A Storm Blew Over a 215-Year-Old Tree and Unearthed a Medieval Mystery
WHEN locals ventured out to inspect a downed tree following a violent storm they didn’t expect to find a skeleton dangling from its roots.
The National Monuments Service had the Silgo-Leitrim archaeological consultancy Archaeological Services retrieve the remains.
The skeleton was discovered in Collooney, a town in Sligo County, and further analysis of the remains identified it as a 17 to 20-year-old man who “suffered a violent death during the early medieval period”, dying sometime between 1030 and 1200 AD based on radiocarbon dating. Who this man was, however, remains a mystery for now. This isn’t the first time humans remains have been found in the area. His bones contained several injuries which had been inflicted by a sharp blade, possibly a sword or knife.
Dr Dowd said: ‘We don’t know whether he died in a battle or whether this was a case of a personal dispute that ended in death’. Hence, when the tree was uprooted, the skeleton was broken in half.
The legs, however, remained buried.
“As excavations go, this was certainly an unusual situation”, said Dr Marion Dowd of Sligo-Leitrim Archaeological Services.

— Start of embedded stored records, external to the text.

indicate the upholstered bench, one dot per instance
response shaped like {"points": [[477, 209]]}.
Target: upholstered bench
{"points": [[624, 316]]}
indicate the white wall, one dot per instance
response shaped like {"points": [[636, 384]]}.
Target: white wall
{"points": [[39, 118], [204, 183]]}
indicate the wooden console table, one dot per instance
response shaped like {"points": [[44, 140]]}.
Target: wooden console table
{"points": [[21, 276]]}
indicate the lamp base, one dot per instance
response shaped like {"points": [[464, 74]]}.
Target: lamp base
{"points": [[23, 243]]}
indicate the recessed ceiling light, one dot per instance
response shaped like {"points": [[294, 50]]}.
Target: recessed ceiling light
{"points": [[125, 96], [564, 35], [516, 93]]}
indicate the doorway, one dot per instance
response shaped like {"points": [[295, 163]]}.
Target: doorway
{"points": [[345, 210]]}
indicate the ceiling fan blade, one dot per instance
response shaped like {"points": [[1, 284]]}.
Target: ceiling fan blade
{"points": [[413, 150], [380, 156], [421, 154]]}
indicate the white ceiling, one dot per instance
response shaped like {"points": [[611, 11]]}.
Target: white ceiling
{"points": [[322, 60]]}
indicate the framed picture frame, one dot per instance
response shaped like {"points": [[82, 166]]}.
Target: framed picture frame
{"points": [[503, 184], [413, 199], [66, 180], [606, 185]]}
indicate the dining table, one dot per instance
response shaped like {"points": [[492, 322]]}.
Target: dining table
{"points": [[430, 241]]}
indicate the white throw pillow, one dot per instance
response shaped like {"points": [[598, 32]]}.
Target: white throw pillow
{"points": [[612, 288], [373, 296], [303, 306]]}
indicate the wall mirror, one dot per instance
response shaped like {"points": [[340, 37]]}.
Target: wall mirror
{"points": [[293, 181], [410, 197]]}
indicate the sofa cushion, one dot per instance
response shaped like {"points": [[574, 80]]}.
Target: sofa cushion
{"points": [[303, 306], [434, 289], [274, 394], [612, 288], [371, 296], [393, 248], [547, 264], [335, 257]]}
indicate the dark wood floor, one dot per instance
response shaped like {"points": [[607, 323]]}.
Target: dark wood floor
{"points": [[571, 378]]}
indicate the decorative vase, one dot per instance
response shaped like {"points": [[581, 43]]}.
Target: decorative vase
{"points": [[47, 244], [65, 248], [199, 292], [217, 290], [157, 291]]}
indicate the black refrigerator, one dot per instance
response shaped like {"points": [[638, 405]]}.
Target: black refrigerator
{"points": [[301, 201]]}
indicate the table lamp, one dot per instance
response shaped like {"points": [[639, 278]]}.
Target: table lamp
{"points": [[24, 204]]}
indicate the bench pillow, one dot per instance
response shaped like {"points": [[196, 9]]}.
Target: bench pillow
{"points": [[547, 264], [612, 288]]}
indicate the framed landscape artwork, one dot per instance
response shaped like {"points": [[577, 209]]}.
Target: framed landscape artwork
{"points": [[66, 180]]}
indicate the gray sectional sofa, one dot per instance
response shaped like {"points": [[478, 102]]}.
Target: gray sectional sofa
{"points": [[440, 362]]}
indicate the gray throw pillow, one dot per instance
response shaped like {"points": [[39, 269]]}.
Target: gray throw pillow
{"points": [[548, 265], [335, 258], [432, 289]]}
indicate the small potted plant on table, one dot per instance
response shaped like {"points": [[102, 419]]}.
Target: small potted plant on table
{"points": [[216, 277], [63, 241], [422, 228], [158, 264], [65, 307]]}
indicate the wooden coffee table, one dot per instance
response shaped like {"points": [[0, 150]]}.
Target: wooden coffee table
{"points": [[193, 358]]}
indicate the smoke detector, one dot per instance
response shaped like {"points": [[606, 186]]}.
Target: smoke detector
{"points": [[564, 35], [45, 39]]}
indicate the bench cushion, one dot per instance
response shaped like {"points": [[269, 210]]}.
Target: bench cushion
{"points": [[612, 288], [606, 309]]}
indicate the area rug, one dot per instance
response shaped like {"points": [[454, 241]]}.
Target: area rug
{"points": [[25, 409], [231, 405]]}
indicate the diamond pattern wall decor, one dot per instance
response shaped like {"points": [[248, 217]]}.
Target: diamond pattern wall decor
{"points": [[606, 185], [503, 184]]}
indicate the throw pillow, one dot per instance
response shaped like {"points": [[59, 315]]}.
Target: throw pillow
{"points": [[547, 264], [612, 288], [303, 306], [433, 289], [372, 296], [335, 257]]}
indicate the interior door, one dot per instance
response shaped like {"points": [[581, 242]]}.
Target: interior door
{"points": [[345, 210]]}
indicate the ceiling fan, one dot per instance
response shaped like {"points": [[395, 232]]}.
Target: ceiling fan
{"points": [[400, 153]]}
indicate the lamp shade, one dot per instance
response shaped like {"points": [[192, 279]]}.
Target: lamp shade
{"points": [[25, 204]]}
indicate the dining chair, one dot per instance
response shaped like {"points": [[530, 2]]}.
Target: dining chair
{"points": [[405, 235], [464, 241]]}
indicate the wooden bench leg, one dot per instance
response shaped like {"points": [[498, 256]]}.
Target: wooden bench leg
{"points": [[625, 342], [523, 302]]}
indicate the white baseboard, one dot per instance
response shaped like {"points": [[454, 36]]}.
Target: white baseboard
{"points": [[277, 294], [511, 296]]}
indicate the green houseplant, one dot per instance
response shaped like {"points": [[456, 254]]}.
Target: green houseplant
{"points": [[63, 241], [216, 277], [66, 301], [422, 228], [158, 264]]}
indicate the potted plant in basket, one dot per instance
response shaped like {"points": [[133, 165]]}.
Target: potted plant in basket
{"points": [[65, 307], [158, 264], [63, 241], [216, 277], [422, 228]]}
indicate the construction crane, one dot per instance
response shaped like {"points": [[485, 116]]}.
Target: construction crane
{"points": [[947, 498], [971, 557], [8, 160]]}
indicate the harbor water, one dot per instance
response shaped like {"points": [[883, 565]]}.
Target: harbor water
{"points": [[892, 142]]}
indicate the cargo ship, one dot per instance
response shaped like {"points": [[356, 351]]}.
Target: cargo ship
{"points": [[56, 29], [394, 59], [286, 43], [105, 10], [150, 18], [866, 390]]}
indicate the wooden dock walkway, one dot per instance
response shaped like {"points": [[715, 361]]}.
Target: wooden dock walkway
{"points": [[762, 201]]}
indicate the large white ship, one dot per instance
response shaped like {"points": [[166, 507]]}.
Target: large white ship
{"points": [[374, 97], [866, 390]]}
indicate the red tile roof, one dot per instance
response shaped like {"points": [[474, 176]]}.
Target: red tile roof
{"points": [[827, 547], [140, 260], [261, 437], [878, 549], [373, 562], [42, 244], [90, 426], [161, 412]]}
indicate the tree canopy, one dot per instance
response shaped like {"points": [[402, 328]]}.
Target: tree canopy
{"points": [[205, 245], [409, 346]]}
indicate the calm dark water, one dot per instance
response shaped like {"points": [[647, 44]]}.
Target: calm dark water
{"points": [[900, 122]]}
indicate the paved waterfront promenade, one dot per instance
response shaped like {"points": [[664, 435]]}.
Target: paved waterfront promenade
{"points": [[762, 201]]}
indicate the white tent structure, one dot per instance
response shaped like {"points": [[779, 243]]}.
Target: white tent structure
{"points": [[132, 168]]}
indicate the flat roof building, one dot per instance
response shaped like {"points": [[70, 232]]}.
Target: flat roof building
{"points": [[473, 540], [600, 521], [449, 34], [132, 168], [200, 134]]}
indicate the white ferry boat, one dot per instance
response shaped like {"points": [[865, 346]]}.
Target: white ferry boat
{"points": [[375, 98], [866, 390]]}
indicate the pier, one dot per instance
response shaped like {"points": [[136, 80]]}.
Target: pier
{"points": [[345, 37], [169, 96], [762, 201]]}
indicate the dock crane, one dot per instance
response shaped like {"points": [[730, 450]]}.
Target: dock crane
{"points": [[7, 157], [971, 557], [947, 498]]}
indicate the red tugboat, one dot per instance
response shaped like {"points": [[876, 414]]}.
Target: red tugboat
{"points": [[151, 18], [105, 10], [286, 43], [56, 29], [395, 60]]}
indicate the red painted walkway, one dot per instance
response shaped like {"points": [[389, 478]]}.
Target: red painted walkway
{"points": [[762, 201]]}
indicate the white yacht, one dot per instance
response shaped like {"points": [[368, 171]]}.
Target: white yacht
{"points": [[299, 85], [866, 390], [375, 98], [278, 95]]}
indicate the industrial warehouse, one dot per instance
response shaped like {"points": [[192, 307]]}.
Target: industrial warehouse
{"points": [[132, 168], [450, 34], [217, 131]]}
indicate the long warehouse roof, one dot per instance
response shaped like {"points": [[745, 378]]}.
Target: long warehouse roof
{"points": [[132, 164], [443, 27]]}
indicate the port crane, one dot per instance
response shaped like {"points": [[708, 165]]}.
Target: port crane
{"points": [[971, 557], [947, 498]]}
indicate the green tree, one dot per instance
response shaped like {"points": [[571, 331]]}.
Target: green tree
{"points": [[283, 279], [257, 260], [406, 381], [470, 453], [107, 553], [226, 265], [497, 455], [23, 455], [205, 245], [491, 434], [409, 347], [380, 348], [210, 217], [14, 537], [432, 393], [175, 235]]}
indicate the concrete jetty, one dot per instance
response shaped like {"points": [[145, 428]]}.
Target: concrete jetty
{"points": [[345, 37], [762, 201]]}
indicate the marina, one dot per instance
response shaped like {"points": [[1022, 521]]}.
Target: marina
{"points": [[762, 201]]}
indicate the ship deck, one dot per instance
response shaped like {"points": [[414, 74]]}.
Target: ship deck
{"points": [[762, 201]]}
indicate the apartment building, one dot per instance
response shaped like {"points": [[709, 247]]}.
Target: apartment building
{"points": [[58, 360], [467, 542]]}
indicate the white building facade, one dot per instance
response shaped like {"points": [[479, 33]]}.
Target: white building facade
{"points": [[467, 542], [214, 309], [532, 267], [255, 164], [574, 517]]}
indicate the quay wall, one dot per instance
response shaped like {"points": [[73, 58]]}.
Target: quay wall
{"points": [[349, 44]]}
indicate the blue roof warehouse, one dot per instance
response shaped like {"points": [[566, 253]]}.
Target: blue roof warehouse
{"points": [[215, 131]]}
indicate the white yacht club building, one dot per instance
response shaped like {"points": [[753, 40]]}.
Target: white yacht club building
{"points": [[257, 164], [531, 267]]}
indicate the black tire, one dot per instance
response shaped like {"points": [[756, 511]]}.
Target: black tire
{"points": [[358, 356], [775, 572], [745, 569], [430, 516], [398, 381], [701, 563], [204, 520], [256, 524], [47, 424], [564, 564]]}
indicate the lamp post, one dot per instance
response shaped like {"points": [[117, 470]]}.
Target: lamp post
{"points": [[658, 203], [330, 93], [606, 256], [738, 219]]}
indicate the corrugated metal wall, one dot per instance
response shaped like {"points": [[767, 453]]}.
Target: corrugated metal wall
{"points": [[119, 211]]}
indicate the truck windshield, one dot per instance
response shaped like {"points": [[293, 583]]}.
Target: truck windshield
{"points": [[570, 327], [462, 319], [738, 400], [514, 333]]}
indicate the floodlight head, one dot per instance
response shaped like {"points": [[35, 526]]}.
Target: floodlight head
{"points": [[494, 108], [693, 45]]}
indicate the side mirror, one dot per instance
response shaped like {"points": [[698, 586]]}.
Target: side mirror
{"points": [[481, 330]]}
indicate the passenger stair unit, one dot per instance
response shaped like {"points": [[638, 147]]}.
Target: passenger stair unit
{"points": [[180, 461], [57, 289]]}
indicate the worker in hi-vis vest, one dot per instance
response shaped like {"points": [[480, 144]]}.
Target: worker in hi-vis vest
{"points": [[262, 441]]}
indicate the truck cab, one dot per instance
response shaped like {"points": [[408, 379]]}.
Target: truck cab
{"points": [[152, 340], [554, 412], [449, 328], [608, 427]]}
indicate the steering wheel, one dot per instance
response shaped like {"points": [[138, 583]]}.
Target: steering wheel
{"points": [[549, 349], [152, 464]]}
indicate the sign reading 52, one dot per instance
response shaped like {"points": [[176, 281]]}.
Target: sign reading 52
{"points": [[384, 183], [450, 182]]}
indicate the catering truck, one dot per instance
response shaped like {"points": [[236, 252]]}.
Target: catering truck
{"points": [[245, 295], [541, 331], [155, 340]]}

Ancient bones… The lower part of the skeleton was left in the soil. “Effectively as the tree collapsed, it snapped the skeleton in two”, Dowd said.
Though his resting place was shallow and haphazardly dug, researchers wrote in a Facebook post that the young man “had been given a formal Christian burial”.
Despite being trapped in the tree’s root system, the skeleton told a fascinating story. He was laid to rest in a grave, his body was arranged in an east-west position and his hands were carefully folded over his pelvic region.